PW: In 1993, your novel Make Lemonade was published to great acclaim. What prompted you to return to the heroine, LaVaughn, after an eight-year-hiatus?

VEW: Young readers, in letters, kept telling me that the ending [of Make Lemonade] was up in the air. It took me eight months to find a name for LaVaughn. Originally, in Make Lemonade, the narrator was nameless and faceless. She was an instrument to help Jolly. [My editor] Brenda Bowen forced me to make her much more than a messenger. Having found LaVaughn by my fingernails going up a cliff, I felt I knew her well. She felt like a person I wanted to revisit. I felt that LaVaughn was a friend, that she wouldn't assault me, saying, "How dare you write about me," which is what many of my new protagonists do.

PW: Even though Make Lemonade is narrated by LaVaughn, in many ways it is the story of Jolly. How did you go about filling in LaVaughn's back story?

VEW: You sit down with pen and paper-some people use a tape recorder-and interview her. I type a lot of questions and [LaVaughn] answers them: What do you like to do? What are your hobbies? At first [while writing Make Lemonade] she was stubborn: "Why should I talk to you now-you weren't interested in me in the first draft?" I work early in the morning, before my nasty critic gets up-he rises about noon. By then I've put in much of a day's work.

PW: The adults in LaVaughn's world, especially the teachers, are as fully formed as the teens. Have you had similar experiences, as a former teacher yourself, of those pivotal one-on-one connections between teacher and student?

VEW: I've probably had 100, but [none] that dramatic. I read about super-dedicated teachers who go above and beyond what's expected. I've taught with them. They're out there. Some people say it's not possible that a student would encounter several teachers like this in the same school. I disagree. I don't think it would be fair for me to write only about desolation for kids.

PW: Several of your characters pick up right where they left off in the previous novel. Did you spend much time revisiting Make Lemonade before continuing these characters' stories?

VEW: No, I didn't, really, because I knew it by heart. No one writes as slowly as I do, I'm convinced. It's so hard for me. I learn slowly; I make decisions at a snail's pace. I went back to check things, but I don't think I studied it.

PW:True Believer handles the issues of faith and religion very respectfully. Even though LaVaughn feels excluded by Myrtle and Annie's narrow-minded take on God, she never dismisses her friends out of hand, but rather continues to explore her own sense of right and wrong. Why do you think so few novels take on the subject of faith?

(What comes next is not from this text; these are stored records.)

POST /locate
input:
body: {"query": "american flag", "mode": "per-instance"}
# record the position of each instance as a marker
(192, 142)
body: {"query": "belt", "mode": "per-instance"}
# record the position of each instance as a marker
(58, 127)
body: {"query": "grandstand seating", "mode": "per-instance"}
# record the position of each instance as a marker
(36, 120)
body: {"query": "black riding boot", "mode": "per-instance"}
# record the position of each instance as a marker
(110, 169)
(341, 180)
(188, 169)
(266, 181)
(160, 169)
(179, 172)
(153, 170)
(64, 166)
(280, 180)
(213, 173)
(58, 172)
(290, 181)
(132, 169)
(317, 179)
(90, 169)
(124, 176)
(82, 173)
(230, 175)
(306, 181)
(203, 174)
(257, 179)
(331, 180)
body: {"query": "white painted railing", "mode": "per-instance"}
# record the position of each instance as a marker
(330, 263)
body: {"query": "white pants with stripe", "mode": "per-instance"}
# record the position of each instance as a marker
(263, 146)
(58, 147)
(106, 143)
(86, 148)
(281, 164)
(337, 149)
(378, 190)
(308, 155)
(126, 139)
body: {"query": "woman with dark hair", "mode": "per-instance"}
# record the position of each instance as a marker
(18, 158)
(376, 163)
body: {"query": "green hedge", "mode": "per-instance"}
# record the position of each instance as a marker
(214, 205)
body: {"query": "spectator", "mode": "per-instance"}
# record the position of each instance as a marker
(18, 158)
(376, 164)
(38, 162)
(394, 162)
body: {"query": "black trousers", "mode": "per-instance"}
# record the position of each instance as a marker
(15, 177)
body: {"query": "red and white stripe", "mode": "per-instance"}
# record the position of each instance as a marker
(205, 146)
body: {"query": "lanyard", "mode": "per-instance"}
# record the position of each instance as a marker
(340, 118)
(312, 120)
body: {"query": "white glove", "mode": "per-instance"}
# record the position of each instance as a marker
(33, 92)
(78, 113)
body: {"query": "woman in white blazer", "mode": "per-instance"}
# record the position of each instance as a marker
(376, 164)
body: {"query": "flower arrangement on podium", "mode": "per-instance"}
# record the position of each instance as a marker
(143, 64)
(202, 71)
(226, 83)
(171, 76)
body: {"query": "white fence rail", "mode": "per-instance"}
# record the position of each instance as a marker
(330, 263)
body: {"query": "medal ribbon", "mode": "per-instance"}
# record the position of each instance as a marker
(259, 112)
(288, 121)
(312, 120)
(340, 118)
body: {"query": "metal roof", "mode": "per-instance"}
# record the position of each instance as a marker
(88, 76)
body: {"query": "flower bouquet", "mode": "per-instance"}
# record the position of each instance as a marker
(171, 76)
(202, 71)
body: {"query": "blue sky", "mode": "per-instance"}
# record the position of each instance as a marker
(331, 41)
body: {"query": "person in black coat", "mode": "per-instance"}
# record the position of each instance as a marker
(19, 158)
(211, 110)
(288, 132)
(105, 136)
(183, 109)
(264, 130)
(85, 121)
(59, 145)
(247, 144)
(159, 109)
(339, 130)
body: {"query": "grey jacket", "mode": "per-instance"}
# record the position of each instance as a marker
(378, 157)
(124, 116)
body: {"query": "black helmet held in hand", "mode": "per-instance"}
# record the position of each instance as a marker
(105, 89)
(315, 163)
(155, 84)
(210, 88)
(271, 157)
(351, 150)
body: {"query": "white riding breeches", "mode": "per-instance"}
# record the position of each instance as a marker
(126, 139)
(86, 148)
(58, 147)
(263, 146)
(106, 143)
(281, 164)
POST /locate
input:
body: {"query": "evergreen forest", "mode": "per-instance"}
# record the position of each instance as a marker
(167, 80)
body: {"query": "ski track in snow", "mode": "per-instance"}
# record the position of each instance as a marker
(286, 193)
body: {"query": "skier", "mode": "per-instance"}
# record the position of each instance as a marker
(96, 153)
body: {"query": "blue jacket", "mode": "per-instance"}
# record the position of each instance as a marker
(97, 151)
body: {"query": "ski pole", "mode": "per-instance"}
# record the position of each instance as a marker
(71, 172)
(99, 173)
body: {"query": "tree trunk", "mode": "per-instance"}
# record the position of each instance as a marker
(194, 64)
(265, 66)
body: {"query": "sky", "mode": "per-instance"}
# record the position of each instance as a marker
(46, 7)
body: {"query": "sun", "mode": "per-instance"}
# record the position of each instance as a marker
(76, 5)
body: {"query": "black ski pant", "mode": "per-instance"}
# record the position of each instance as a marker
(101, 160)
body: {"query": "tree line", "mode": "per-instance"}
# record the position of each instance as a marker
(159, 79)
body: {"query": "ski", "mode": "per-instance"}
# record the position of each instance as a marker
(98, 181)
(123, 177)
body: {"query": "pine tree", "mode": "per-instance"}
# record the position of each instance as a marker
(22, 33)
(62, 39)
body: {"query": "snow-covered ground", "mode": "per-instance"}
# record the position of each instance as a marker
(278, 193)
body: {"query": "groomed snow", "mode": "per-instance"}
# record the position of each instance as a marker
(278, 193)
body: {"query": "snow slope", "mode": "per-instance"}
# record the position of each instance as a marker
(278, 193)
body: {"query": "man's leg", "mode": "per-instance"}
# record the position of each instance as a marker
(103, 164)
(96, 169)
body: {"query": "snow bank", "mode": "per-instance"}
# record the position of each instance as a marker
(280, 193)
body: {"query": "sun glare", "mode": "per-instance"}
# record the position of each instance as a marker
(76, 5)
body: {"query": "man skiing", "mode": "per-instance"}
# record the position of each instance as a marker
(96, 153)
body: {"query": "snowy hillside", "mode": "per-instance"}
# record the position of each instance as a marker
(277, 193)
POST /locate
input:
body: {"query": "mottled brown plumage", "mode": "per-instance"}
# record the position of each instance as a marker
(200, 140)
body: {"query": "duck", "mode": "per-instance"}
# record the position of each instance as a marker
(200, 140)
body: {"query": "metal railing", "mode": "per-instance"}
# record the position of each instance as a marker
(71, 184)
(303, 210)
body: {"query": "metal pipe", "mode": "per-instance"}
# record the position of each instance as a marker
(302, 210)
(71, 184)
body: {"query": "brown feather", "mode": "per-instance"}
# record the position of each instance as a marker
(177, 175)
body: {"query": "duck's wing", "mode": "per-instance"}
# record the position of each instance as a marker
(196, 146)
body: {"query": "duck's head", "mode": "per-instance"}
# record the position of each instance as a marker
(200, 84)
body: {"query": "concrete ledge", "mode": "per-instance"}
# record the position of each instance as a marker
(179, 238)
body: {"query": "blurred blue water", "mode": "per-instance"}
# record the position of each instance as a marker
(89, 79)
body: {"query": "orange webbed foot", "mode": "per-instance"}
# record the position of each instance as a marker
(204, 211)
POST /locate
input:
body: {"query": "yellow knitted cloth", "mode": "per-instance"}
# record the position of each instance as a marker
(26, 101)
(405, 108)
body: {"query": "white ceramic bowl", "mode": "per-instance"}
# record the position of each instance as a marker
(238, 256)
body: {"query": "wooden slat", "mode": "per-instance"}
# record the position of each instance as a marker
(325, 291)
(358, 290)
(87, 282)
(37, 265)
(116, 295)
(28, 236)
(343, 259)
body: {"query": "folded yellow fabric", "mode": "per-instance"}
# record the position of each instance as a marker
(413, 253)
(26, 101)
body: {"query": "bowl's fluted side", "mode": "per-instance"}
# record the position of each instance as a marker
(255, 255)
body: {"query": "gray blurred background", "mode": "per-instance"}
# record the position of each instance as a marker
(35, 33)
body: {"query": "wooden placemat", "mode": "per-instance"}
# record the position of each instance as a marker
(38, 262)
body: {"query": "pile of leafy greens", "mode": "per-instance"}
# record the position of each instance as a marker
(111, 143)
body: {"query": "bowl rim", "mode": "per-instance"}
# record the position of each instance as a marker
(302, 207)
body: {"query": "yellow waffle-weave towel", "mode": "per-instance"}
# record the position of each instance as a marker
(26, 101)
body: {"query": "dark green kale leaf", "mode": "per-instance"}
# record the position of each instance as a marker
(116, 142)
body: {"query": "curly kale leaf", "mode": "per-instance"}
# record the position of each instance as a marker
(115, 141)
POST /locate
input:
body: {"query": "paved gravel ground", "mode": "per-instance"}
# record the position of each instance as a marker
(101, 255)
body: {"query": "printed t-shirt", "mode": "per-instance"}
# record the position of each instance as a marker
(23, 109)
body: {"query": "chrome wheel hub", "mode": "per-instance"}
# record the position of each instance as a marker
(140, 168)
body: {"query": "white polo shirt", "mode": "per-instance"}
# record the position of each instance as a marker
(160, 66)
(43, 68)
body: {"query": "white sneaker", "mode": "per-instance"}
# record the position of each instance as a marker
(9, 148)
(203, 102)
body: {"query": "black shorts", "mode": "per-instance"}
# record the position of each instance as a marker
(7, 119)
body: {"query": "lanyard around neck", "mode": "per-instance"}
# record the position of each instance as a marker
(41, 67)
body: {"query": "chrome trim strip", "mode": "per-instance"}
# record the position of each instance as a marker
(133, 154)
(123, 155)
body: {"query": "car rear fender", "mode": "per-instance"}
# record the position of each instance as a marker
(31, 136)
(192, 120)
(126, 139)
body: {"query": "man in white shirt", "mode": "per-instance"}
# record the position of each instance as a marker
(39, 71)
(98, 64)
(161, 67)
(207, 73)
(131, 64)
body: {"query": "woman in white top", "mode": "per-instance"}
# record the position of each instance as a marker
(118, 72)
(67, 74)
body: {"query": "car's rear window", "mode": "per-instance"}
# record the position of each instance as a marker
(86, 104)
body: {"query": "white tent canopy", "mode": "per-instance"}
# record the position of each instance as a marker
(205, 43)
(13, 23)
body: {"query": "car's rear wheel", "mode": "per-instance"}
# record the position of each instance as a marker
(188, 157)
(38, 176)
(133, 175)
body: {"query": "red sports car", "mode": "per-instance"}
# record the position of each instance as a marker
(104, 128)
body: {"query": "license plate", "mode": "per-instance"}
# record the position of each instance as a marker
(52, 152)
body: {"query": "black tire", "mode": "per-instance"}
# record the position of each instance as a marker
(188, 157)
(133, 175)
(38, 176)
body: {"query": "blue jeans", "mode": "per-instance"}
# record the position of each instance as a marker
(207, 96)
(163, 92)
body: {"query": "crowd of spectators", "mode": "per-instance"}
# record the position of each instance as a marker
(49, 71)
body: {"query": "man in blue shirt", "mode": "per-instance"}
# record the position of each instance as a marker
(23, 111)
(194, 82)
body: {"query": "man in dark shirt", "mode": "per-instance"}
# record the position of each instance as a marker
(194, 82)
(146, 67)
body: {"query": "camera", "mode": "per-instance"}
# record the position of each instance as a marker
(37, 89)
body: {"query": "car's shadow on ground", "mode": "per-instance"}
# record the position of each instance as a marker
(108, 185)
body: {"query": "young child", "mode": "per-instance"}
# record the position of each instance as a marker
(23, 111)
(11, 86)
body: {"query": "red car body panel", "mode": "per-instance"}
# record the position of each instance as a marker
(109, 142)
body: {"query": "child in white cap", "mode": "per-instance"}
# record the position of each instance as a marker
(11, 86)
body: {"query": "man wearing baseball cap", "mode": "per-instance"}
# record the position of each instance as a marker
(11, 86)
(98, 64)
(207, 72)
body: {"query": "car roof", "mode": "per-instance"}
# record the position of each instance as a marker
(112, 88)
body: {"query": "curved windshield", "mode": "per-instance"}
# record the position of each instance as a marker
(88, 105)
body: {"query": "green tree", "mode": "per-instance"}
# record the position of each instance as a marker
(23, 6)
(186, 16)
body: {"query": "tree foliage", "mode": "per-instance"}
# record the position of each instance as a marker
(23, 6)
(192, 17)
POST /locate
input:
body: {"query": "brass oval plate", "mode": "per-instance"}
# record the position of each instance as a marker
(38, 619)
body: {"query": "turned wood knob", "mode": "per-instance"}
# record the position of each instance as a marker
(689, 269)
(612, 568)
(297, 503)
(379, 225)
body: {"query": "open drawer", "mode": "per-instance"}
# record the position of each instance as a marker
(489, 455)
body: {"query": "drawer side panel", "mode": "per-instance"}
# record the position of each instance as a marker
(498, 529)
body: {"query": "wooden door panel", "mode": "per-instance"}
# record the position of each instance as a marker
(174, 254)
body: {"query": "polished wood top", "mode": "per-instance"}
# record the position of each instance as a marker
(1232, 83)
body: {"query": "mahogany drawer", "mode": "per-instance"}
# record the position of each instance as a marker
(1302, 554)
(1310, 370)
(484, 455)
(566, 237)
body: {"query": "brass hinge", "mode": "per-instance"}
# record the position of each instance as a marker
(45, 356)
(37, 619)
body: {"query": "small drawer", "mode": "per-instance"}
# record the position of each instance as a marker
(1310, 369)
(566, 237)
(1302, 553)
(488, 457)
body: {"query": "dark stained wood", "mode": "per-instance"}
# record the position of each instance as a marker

VEW: I haven't a clue. We're so mixed up about religion in this culture. We say the Pledge of Allegiance "under God indivisible" but there's no prayer in the schools. I would be so untethered without my personal faith. I wouldn't be able to go through a day-but that's my own experience. We're taught a respect for all religions; our founding fathers describe freedom for all faiths. Maybe authors are afraid of treading on toes.

I found it difficult to write about religion with lucidity; I wanted to be fair, strenuously fair. Readers have their own religious beliefs and questions. The teenage years are the years to examine faith-the need to be independent and the need to be anchored. Who made all this? And what do I have to do with it?

PW: This is the second book in a planned trilogy. Can you give us a preview of what's to come?

VEW: I can't talk about it because I don't want to jinx it. There will be a third book. I do have a plan. I measure my progress in millimeters, just as LaVaughn does.